The present invention is directed to hermetically sealed packages that are suitable to protect thin film devices, particularly those sensitive to the ambient environment. Some examples of such devices are organic emitting light diode (OLED) displays, sensors, and other optical devices. By way of example, the present invention will be discussed in the context of OLED displays, but is not limited to such.
OLEDs have been the subject of a considerable amount of research in recent years because of their use and potential use in a wide variety of electroluminescent devices. For instance, a single OLED can be used in a discrete light emitting device or an array of OLEDs can be used in lighting applications or flat-panel display applications (e.g., OLED displays). Traditional OLED displays are known to be very bright, to have a good color contrast, to produce true color, and to exhibit a wide viewing angle. However, traditional OLED displays, and in particular the electrodes and organic layers located therein, are susceptible to degradation resulting from interaction with oxygen and moisture leaking into the OLED display from the ambient environment. It is well known that the life of the OLED display can be significantly increased if the electrodes and organic layers within the OLED display are hermetically sealed from the ambient environment.
Unfortunately, it has been very difficult to develop a sealing process to hermetically seal the OLED display. Some of the factors that make it difficult to properly seal the OLED display include:                (i) that the hermetic seal should provide a barrier for oxygen (10−3 cc/m2/day) and water (10−6 g/m2/day);        (ii) that the size of the hermetic seal should be minimal (e.g., <2 mm) so it does not have an adverse effect on size of the OLED display;        (iii) that the temperature generated during the sealing process should not damage the materials (e.g., electrodes and organic layers) within the OLED display (e.g., the first pixels of OLEDs which are located about 1-2 mm from the seal in the OLED display should not be heated to more than 100° C. during the sealing process);        (iv) that the gases released during sealing process should not contaminate the materials within the OLED display; and        (v) that the hermetic seal should enable electrical connections (e.g., thin-film chromium) to enter the OLED display.        
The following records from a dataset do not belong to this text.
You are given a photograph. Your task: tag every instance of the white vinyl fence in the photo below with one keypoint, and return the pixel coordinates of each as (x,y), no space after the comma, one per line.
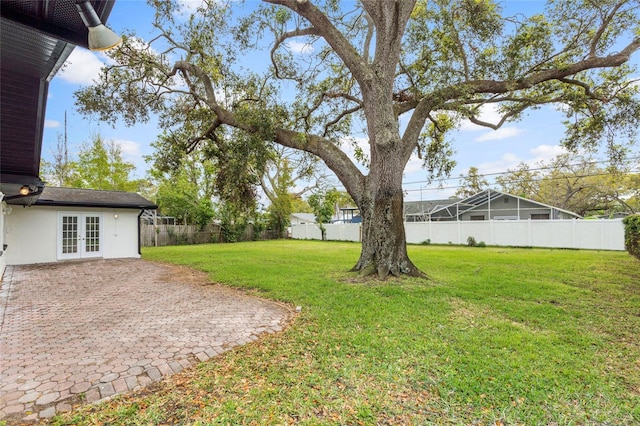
(573,234)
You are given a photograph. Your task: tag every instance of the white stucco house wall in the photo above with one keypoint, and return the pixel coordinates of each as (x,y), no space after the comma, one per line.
(69,223)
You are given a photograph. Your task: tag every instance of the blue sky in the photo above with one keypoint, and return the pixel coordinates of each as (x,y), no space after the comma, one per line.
(534,138)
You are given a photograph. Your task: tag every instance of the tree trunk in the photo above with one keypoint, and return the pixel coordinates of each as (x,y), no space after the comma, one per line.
(384,248)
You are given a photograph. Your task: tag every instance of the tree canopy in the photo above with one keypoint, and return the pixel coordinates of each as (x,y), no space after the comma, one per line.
(99,165)
(228,80)
(577,183)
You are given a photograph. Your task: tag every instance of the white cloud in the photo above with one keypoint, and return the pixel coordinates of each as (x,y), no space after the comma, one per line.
(546,153)
(502,133)
(129,148)
(505,162)
(82,67)
(301,48)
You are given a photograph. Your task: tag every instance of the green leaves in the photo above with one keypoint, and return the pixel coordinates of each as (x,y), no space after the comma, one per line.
(100,166)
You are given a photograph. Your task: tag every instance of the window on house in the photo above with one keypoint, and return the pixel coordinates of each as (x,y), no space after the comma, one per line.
(539,216)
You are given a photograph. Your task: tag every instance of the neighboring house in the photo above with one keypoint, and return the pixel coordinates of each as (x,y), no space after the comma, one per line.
(418,211)
(490,205)
(66,223)
(302,218)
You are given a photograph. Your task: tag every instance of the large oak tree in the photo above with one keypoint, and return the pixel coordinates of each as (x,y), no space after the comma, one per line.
(409,70)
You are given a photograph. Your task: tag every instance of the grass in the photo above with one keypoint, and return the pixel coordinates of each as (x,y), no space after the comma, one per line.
(497,336)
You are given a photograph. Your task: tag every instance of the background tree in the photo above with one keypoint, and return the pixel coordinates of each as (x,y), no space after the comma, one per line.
(186,192)
(323,204)
(58,171)
(434,62)
(576,183)
(99,165)
(521,181)
(471,183)
(284,169)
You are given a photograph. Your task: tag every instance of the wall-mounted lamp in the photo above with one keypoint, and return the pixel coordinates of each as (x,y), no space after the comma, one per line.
(100,37)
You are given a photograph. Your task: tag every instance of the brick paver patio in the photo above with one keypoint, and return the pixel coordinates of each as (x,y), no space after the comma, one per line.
(83,331)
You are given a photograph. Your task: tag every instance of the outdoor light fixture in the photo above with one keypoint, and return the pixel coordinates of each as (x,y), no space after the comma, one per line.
(100,37)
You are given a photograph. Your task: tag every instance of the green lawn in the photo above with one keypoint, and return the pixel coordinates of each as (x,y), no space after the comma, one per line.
(498,335)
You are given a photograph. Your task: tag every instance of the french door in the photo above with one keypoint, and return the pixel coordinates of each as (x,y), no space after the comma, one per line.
(79,235)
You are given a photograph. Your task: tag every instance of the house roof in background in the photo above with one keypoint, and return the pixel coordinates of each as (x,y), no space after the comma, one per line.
(427,206)
(483,197)
(309,217)
(75,197)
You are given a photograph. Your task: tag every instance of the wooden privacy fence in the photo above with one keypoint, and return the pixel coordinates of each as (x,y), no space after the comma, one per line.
(172,235)
(606,234)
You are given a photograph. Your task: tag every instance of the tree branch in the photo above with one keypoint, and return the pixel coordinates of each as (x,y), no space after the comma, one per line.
(325,28)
Of the above challenges, one of the most difficult is the hermetic sealing due to the strong reactivity of organic molecules with oxygen and moisture.
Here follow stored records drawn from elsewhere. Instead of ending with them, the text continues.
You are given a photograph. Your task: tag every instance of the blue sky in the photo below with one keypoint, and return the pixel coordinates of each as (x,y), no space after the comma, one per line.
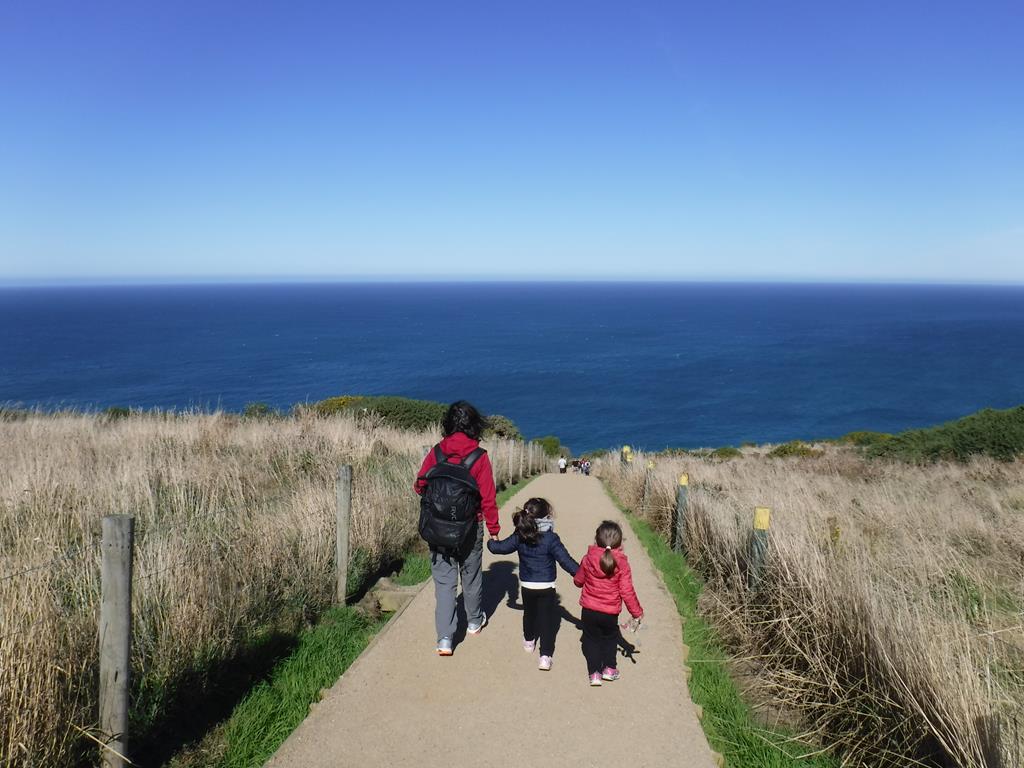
(723,140)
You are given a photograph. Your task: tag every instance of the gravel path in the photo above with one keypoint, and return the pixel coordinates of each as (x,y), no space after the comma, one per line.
(399,705)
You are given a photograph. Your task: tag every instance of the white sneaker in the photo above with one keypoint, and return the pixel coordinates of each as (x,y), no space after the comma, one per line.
(474,628)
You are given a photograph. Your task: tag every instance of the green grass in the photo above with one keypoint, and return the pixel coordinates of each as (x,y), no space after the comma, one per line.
(272,710)
(728,720)
(510,491)
(275,707)
(415,569)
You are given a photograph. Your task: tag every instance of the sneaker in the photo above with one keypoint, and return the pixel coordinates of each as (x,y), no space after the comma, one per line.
(475,627)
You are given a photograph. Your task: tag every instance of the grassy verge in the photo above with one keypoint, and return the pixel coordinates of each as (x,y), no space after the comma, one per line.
(261,722)
(728,720)
(510,491)
(272,710)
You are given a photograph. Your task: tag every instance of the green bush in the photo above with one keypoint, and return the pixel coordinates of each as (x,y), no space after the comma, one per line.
(793,449)
(503,427)
(257,411)
(989,432)
(402,413)
(552,446)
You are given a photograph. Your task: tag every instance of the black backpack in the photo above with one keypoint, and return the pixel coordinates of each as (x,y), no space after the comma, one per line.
(449,505)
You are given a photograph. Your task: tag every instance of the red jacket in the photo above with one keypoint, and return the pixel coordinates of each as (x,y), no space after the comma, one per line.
(458,446)
(604,593)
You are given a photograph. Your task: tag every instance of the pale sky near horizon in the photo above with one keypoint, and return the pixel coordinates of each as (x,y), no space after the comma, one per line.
(796,140)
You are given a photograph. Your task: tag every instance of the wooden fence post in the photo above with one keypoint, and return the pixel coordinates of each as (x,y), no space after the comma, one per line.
(115,637)
(646,486)
(679,523)
(759,546)
(344,513)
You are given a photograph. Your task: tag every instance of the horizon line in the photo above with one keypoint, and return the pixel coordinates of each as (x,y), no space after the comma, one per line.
(226,280)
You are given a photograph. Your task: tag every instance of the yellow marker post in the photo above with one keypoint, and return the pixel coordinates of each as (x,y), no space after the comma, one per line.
(679,515)
(759,546)
(762,518)
(646,486)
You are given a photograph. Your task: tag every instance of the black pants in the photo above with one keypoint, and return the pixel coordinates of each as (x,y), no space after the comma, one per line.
(540,619)
(600,635)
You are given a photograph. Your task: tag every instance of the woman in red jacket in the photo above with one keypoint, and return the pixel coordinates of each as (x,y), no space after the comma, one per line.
(463,425)
(607,582)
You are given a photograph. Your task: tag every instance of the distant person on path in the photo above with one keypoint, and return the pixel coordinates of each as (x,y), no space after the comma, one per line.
(451,513)
(539,548)
(606,581)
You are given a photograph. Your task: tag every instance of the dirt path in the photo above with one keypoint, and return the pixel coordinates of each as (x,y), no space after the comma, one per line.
(399,705)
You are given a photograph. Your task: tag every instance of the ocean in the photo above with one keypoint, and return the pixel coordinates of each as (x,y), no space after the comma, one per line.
(597,364)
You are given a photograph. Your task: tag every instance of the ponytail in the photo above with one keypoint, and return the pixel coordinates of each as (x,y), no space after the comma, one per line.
(609,536)
(608,564)
(525,519)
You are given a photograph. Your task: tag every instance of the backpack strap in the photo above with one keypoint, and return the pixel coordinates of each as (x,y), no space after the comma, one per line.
(470,460)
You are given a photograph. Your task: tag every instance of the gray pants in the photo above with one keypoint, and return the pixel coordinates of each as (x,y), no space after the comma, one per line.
(445,576)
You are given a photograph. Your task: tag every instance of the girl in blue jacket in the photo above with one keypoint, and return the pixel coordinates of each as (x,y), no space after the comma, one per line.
(539,548)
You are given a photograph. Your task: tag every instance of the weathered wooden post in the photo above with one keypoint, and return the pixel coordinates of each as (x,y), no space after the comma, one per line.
(679,517)
(115,637)
(344,519)
(759,546)
(646,486)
Among the conventional techniques for sealing the OLED display is to use different types of epoxies, inorganic materials and/or organic materials that form the seal after they are cured by ultra-violet light. Vitex Systems manufactures and sells a coating under the brand name of Batrix™, which is a composite based approach where alternate layers of inorganic materials and organic materials can be used to seal the OLED display. Although these types of seals usually provide good mechanical strength, they can be very expensive and there are many instances in which they have failed to prevent the diffusion of oxygen and moisture into the OLED display. Another conventional technique for sealing the OLED display is to utilize metal welding or soldering; however, the resulting seal is not durable in a wide range of temperatures because of substantial differences between the coefficients of thermal expansions (CTEs) of the glass plates and metal in the OLED display.
Another technique for sealing a glass package (such as an OLED display) is disclosed in U.S. Pat. No. 6,998,776, assigned to Corning Incorporated, the entire disclosure of which is hereby incorporated by reference. The technique involves a laser frit sealing technology, which compared to the conventional epoxy sealing method, demonstrates many advantages, such as much higher hermeticity, a high display density with a fixed size of substrate, and application to top emission devices. However, the use of a high power laser to melt the frit materials may lead to one or more disadvantageous results. Indeed, it is possible that the thermal cycle caused by the heating process can cause thermal damage in OLED devices.
In the laser frit sealing technique, the frit is bonded to various device materials such as cathode metal-leads, indium tin oxide (ITO) and other protective materials. Each material on the device side has different thermal properties (e.g., CTE, heat capacity and thermal conductivity). The various thermal properties on the device side can cause a significant variation of the bonding strength between the frit and the device boundary after completing the laser sealing process. In addition, the cathode metal-leads can be delaminated after laser frit sealing. Since the cathode usually consists of multiple layers of two or three different metal elements, each with potentially different CTEs, the relatively fast process of heating and cooling employed in laser frit sealing can occasionally cause damage on the metal cathodes, such as “winkle” effects. The high thermal conductivity of metal leads is also a possible origin of lowering the bonding strength. This is due to the relatively fast heat dissipation during the process of heating the frit with a high power laser.
Accordingly, there are needs in the art to address the aforementioned problems and other shortcomings associated with known techniques of sealing glass packages, such as OLED displays.